On the question whether the District Court had power under section 64a to revise the taxes, it is settled that the power of state officials to determine and levy taxes must yield to the constitutional power of the federal government to establish what it regards as just rules for liquidation in bankruptcy. New Jersey v. Anderson, 203 U.S. 483, 27 S. Ct. 137, 51 L. Ed. 284; Van Huffel v. Harkelrode, 284 U.S. 225, 52 S. Ct. 115, 76 L. Ed. 256, 78 A.L.R. 453. See, too, In re E. C. Fisher Corp. (D.C.) 229 F. 316. We do not doubt the power of Congress to authorize courts of bankruptcy to re-examine claims for state taxes made against bankrupt estates and to allow them only for the amount which appears to be justly due, as is provided in section 64a. But we agree with the district judge that this power is not extended to cases under section 77B until an order of liquidation has been made. The power in question is by no means so essential to reorganization proceedings under that section as to warrant implying it in the face of express statutory provision to the contrary contained in subsection (k), 11 U.S.C.A. § 207 (k). The otherwise broad provisions of subsection (o), 11 U.S.C.A. § 207 (o), are cut down by the words, "and consistent with the provisions thereof"; this subsection cannot be regarded we think as intended to supersede the express language used in subsection (k). Nor can the general provisions in the sentence of subsection (k) which immediately follows that in which the applicable sections of the Bankruptcy Act are precisely specified be regarded as modifying the explicit language of the preceding sentence.
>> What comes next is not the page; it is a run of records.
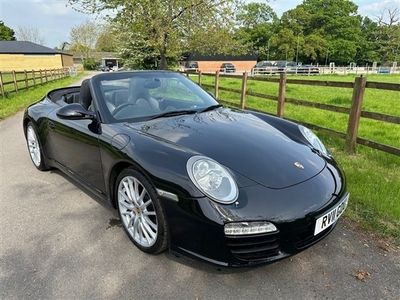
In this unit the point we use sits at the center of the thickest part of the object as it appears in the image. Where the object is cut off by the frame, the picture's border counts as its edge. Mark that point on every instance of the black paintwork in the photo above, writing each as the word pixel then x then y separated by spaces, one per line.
pixel 259 149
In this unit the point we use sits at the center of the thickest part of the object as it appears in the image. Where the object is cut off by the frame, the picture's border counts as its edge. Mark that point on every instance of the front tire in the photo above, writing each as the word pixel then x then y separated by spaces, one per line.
pixel 140 211
pixel 34 148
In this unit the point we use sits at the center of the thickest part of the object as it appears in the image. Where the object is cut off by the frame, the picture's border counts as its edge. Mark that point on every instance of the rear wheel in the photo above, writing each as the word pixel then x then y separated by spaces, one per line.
pixel 140 211
pixel 34 148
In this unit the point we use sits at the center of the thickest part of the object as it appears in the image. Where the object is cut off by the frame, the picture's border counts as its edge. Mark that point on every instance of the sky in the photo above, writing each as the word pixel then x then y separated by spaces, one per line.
pixel 54 18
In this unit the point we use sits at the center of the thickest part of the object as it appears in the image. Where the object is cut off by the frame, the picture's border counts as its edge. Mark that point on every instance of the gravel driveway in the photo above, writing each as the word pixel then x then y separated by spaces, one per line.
pixel 58 242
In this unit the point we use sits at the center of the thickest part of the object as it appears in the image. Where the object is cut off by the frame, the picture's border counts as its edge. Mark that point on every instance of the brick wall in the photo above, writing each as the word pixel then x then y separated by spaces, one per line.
pixel 212 66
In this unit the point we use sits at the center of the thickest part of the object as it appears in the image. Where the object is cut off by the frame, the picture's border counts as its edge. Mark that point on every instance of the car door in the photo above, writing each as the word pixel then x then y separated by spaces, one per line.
pixel 74 144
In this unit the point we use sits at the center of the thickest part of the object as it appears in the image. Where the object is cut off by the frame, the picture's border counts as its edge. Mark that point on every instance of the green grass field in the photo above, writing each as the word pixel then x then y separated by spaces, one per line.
pixel 17 101
pixel 373 176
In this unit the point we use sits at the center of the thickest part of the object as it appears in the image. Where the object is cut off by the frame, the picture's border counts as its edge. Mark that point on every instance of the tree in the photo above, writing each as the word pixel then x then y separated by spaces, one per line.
pixel 6 33
pixel 159 29
pixel 322 26
pixel 388 35
pixel 108 39
pixel 30 34
pixel 256 26
pixel 84 37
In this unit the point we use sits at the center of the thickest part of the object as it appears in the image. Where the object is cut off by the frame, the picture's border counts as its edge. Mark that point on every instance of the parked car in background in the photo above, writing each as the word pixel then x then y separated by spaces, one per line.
pixel 307 69
pixel 103 68
pixel 265 67
pixel 227 68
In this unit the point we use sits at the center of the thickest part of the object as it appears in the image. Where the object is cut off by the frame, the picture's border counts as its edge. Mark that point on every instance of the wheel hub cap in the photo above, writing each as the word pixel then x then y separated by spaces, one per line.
pixel 137 211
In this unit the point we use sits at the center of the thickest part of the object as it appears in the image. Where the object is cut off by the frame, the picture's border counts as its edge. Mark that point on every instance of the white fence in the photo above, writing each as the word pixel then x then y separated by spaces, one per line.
pixel 321 70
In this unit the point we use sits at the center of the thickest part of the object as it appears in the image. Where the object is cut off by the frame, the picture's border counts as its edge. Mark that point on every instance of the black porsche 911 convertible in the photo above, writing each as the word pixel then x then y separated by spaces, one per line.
pixel 232 187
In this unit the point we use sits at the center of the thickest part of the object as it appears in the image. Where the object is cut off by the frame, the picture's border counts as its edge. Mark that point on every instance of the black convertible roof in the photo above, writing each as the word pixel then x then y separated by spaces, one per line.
pixel 24 47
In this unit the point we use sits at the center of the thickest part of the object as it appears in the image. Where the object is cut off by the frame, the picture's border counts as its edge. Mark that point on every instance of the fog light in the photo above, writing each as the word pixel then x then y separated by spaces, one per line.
pixel 245 228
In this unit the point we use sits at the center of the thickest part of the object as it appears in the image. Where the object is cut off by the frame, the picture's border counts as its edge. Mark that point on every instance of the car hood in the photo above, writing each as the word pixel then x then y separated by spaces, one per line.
pixel 243 143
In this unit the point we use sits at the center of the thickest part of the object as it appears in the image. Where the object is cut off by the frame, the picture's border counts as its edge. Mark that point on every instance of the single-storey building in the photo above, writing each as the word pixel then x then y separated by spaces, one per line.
pixel 105 59
pixel 212 63
pixel 22 55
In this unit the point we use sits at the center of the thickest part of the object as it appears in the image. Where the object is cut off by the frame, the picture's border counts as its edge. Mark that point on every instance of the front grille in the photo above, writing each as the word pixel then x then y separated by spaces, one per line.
pixel 254 247
pixel 307 238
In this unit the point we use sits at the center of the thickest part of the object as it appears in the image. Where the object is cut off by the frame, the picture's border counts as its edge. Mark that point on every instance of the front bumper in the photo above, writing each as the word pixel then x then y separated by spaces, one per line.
pixel 197 225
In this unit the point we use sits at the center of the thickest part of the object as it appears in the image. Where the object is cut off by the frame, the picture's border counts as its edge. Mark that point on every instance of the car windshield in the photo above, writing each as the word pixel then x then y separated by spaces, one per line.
pixel 148 95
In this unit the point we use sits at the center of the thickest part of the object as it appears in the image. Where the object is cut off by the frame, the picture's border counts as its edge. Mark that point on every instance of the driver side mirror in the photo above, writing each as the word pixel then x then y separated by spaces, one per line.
pixel 75 111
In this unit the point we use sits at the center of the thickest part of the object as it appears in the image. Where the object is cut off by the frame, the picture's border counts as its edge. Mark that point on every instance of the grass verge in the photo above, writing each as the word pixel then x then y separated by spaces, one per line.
pixel 373 177
pixel 17 101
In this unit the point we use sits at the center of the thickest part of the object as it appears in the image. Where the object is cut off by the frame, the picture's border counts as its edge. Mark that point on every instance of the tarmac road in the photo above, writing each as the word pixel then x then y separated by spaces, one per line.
pixel 58 242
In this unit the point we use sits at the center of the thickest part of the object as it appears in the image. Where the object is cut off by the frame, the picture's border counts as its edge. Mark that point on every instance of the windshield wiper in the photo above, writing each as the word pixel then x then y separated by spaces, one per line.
pixel 210 108
pixel 173 113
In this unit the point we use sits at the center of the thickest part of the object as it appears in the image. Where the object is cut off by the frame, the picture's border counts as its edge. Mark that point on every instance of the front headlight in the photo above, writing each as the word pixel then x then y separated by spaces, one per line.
pixel 212 179
pixel 313 139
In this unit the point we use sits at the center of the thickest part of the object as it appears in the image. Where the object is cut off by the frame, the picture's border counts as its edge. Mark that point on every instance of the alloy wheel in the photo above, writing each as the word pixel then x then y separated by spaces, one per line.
pixel 33 145
pixel 137 211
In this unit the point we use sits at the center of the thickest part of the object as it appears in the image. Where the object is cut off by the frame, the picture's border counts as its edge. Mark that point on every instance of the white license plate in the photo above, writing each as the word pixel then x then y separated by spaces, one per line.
pixel 331 216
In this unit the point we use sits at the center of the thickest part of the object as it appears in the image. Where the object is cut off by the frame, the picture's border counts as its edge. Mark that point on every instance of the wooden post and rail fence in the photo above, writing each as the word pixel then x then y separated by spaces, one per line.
pixel 355 111
pixel 15 81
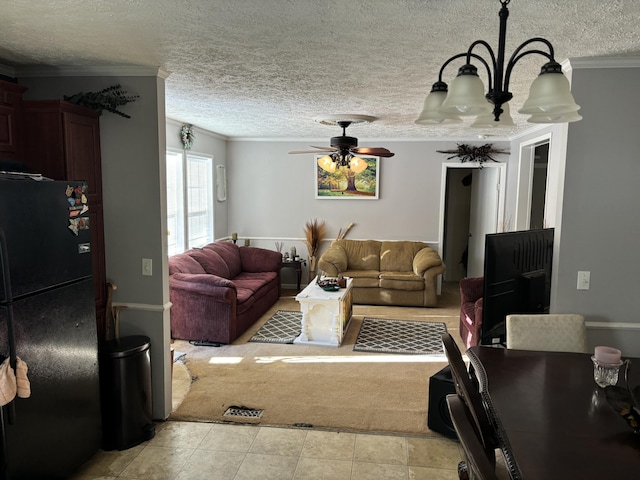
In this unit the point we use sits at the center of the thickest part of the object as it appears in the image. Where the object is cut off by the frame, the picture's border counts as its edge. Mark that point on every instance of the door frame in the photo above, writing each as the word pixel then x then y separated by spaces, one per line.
pixel 525 180
pixel 443 193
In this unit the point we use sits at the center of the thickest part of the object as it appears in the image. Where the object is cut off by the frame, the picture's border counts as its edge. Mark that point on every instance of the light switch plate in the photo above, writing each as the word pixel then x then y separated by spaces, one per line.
pixel 147 267
pixel 584 279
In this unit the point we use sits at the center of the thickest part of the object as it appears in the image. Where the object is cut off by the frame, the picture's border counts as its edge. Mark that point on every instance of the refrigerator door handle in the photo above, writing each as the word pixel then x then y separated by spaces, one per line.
pixel 4 266
pixel 11 339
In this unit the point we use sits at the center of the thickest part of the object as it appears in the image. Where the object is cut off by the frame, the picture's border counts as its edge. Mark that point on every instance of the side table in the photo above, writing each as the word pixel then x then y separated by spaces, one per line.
pixel 325 315
pixel 297 266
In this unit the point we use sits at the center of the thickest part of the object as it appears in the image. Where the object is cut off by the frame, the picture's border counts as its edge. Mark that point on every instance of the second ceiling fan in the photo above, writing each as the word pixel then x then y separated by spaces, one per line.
pixel 344 150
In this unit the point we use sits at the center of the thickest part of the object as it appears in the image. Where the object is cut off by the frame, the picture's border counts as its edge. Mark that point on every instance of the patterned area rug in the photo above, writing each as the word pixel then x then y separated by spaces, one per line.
pixel 282 327
pixel 399 336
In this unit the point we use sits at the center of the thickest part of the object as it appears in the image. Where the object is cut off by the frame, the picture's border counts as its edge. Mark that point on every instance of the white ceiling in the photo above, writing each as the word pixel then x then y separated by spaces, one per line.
pixel 267 68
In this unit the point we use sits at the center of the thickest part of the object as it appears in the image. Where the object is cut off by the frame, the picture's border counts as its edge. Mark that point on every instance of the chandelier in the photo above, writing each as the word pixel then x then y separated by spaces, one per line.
pixel 550 99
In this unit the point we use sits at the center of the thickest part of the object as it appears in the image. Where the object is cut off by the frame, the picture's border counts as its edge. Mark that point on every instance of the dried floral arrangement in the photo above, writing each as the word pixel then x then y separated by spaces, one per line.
pixel 106 99
pixel 343 233
pixel 470 153
pixel 314 232
pixel 187 136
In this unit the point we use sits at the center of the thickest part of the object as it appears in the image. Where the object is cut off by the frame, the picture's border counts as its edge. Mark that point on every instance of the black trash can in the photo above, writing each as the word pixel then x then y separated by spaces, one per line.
pixel 125 383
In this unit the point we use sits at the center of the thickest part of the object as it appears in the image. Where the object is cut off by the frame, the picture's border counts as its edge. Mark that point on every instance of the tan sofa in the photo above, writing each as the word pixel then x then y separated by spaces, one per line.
pixel 386 273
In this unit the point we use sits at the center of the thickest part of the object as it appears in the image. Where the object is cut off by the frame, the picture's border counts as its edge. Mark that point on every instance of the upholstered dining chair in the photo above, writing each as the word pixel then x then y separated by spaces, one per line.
pixel 476 464
pixel 547 332
pixel 467 389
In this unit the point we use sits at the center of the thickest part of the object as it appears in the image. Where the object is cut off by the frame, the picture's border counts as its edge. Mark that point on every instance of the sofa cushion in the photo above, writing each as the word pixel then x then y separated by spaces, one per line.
pixel 253 281
pixel 211 262
pixel 183 263
pixel 229 253
pixel 361 254
pixel 398 256
pixel 364 278
pixel 401 281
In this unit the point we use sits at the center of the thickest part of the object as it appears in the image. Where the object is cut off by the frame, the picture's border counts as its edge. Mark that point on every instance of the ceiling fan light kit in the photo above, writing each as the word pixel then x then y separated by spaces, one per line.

The final question is whether the facts alleged by the petitioner, including those stated in its offer of proof, show prima facie a violation of the Fourteenth Amendment by taking the petitioner's property without due process of law. Under the Massachusetts statutes (General Laws Massachusetts, Terc.Ed.1932), c. 59, §§ 64 and 65, a person aggrieved by the assessment of taxes against his real estate may appeal either to the board of county commissioners for the county in which the land lies or to the state Board of Tax Appeals. If the appeal is taken to the county commissioners, it may be removed by the city or town to the Board of Tax Appeals. The petitioner took no appellate proceedings under this statute with reference to any of the taxes in question; it failed to exhaust its administrative remedies. A substantially similar situation was presented in First National Bank of Greeley v. Board of Com'rs of Weld County, 264 U.S. 450, at page 456, 44 S. Ct. 385, 387, 68 L. Ed. 784, in which it was held that, "Plaintiff not having availed itself of the administrative remedies afforded by the statutes, as construed by the state court, it results that the question whether the tax is vulnerable to the challenge in respect of its validity upon any or all of the grounds set forth is one which we are not called upon to consider." Sutherland, J.

The decree of the District Court is affirmed with costs to the city of Springfield.